Background: In recent studies, we have incorporated bile acid and polyelectrolytes into
pancreatic β-cell microcapsules and examined their cell viability and microcapsule morphology
using various encapsulating methods.
Objective: This study aimed to incorporate 3 colloids; ultrasonic gel (USG; 1%), polystyrenic sulphate
(PSS; 0.1%) and polyallylamine (PAA; 3%) and ursodeoxycholic acid (UDCA; 4%) with the
polymer sodium alginate (SA; 1.2%) and the copolymer poly-L-ornithine (PLO; 1%), and using a refined
vibrational jet-flow microencapsulating method, test the microcapsule properties, and cell viability
without or with UDCA.
Method: The pancreatic β-cells NIT-1 were encapsulated using concentric nozzles and a refined
method using voltage > 600 mv and frequency of 1750 Hz with syringe flow of 1.5 ml/min (core)
and formulation solution of 2.1 ml/min, with a mixture of SA, PLO, USG, PSS and PAA without
UDCA (control) or with UDCA (test).

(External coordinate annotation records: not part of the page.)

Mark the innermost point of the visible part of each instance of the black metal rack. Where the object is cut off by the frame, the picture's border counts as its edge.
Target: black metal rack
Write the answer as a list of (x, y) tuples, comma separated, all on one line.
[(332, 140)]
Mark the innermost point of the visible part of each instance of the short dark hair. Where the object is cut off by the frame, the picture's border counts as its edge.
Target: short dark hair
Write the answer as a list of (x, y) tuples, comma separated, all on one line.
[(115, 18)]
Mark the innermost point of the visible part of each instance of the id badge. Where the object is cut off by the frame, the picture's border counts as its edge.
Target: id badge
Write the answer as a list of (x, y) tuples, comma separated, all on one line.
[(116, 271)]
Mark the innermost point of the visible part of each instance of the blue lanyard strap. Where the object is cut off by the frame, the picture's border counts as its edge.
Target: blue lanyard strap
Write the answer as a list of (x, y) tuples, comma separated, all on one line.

Both formulations and microcapsules were examined for surface
composition and thermal and chemical biocompatibilities. The microencapsulated cells were examined
for bioenergetics and production of inflammatory biomarkers. UDCA distribution within the
microcapsules was also examined.
Results: Using our method, viability remained low after the addition of PSS, PAA and USG, while
the incorporation of UDCA enhanced cell viability, and thermal stability was maintained.
Conclusion: Our refined microencapsulating method, when incorporating polystyrenic sulphate,
polyallylamine, the gel and UDCA at 0.1:3:1:4 ratio respectively, produced stable microcapsules
suggesting potential applications in cell microencapsulation and diabetes treatment.